[Pywikipedia-l] Problem with non-US-ASCII characters using get.py with output redirected to a file

9 Dec 2008

Hi, I have problem described in subject. I'd like to do same complex
tasks on cs.wikisource documents, and because I can't write scripts in
Python, I've decided to use pywikipedia framework to download and
upload pages, whilst working with source wikicode will be made by my
own specialized scripts written in Perl.

Now, what's the problem: I'm running get.py to download specified page.
$ python get.py "Page name" > File
but file contains not UTF-8 characters, some letters (á, í, é) seems
to be one-byte characters in ISO-8859-1, another non-US-ASCII letters
(e.g. Czech letters with caron: ě, š, č etc.) are written as
^C{lightyellow}e^C{default} (instead of Czech letter "ě" which is
equivalent to &ecaron; as HTML entity). The same is given by running:
$ python get.py "Page name" | less
Without redirect to a file or pipe, I don't see any problem.

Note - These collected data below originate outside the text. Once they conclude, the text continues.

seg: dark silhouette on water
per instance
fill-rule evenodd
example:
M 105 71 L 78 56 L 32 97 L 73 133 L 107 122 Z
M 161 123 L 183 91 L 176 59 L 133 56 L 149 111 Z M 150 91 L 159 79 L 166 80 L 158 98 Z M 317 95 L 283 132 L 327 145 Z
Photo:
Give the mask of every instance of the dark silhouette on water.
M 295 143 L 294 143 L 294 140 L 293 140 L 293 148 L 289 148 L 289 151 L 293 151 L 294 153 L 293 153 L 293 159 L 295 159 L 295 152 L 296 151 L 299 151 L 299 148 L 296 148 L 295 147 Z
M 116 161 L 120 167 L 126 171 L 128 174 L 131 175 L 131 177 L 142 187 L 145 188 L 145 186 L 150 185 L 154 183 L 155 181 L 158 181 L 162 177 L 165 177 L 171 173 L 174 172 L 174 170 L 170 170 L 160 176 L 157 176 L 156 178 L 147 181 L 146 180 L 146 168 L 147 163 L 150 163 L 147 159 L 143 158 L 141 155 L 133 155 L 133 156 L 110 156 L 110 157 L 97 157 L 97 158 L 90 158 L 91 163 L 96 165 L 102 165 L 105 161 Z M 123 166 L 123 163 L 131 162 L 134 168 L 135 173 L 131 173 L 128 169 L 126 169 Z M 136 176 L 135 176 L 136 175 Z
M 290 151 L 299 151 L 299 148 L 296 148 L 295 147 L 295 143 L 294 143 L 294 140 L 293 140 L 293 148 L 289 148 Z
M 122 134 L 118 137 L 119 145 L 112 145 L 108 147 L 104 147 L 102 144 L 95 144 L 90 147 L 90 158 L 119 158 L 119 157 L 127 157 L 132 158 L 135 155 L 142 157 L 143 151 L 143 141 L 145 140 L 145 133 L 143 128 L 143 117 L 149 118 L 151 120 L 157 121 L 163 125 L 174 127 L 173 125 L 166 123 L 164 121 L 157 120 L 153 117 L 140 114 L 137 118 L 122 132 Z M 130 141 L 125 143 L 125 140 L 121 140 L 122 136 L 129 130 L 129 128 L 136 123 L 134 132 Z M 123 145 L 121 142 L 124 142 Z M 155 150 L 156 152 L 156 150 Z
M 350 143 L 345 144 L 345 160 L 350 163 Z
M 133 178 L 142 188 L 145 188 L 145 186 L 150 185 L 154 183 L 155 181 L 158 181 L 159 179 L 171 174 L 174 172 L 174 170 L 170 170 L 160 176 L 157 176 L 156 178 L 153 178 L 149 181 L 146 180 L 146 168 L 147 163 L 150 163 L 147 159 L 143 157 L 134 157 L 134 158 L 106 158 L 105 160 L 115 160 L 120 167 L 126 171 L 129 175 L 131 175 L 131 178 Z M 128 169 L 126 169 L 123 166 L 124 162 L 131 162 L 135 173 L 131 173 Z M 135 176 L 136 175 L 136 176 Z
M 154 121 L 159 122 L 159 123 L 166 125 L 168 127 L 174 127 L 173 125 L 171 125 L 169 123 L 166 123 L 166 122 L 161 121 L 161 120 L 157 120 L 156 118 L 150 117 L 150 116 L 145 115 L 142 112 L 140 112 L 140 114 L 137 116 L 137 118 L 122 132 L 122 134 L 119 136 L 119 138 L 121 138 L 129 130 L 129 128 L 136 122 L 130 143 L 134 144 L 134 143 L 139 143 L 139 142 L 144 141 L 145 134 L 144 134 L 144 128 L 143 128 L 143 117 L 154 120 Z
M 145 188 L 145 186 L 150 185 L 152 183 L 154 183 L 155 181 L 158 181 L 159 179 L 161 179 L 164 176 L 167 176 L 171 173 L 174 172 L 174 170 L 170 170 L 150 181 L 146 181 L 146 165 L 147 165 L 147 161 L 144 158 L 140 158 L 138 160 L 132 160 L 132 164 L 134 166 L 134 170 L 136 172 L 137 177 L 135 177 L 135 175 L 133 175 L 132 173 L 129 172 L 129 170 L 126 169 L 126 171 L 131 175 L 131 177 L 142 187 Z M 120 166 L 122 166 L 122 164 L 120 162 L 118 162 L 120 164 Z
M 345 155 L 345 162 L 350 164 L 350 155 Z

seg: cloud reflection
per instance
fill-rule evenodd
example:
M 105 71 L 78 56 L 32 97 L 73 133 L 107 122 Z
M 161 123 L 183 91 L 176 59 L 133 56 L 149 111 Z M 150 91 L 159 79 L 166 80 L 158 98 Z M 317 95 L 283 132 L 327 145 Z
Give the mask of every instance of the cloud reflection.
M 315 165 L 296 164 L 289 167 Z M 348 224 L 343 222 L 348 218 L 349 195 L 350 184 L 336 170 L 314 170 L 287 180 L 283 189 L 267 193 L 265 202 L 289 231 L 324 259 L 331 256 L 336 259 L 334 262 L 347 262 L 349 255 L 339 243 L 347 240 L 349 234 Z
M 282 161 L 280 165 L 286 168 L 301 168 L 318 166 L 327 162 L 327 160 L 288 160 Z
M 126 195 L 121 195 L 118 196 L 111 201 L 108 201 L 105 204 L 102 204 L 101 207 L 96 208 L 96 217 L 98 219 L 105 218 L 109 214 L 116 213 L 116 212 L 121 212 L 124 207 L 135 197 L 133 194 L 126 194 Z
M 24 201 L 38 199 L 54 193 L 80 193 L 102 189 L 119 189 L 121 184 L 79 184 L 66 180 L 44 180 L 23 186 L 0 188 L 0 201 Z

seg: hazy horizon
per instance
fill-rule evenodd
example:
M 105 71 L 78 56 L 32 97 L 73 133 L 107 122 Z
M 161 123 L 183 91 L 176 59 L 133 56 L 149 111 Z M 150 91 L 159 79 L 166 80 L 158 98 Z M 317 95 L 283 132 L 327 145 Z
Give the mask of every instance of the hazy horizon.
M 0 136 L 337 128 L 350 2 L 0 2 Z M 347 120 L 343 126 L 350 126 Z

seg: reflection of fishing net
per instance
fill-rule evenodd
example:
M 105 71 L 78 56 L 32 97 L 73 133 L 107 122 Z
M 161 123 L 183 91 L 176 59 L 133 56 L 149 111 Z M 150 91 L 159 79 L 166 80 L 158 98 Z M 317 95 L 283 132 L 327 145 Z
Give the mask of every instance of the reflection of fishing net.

Even worse: if page name contains UTF-8 characters, then file is
empty, because get.py tries to download wrong (almost nonexisting)
page:
$ python get.py 'Jaroslav Vrchlický' > file.txt
Checked for running processes. 1 processes currently running,
including the current process.
Traceback (most recent call last):
  File "get.py", line 33, in <module>
    main()
  File "get.py", line 29, in main
    wikipedia.output(page.get(), toStdout = True)
  File "/home/milos/wiki/pywikipediabot-new/wikipedia.py", line 668, in get
    self._contents = self._getEditPage(get_redirect = get_redirect,
throttle = throttle, sysop = sysop)
  File "/home/milos/wiki/pywikipediabot-new/wikipedia.py", line 799,
in _getEditPage
    raise NoPage(self.site(), self.aslink(forceInterwiki = True))
wikipedia.NoPage: (wikisource:cs, u'[[cs:Jaroslav Vrchlick\xc3\xbd]]')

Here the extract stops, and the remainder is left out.